I due nuovi progetti riescono a superare questi problemi?
Sono due ottime soluzioni per il bassissimo impatto ambientale. Anche se l’efficienza di una centrale dell’Amiata è probabilmente superiore a quella degli impianti spagnolo o tedesco l’ambiente se ne avvantaggerebbe molto. I costi ambientali non sono calcolati nella produzione amiatina, ma se lo fossero realmente, gli impianti geotermici probabilmente non verrebbero fatti.

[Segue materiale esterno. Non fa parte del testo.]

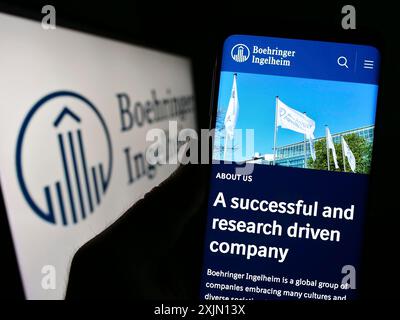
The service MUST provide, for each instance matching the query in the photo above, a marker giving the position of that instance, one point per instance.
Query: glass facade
(293, 155)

Che dire del progetto spagnolo?
Sfrutta l’effetto termoelettrico che, grazie alla differenza tra caldo e freddo, genera corrente elettrica. C’è un impatto minimo sui terreni o sulle falde acquifere, soprattutto alla scala realizzata. L’impianto lavora a stato stazionario e utilizza l’energia delle fumarole, che comunque si disperderebbe – un po’ come quella del vento in una pala eolica. Inoltre, l’impianto è a solo 40 cm dalla superficie. È evidente quanto sia minimo l’impatto!
E quello tedesco?
I pozzi scendono a profondità di anche 7mila metri per cercare rocce calde a bassissima porosità e ridurre così gli impatti sulle falde acquifere superficiali. Inoltre, se gli impianti venissero utilizzati a stato stazionario il volume delle rocce per raffreddamento si ridurrebbe ad un minimo, e così il rischio di terremoti indotti. Per diminuire ulteriormente l’impatto aumentando l’efficienza, si punta ad estrarre calore su un’area molto vasta. E poi, l’impatto sulle risorse idriche è ridottissimo. Come in un termosifone, viene immessa acqua fredda e la stessa viene estratta calda, a ciclo chiuso, per utilizzo nel teleriscaldamento e la produzione di energia elettrica. Meglio non si può fare; esistono tecnologie ancora più “pulite”, ma sono puramente sperimentali ed ancora troppo costose.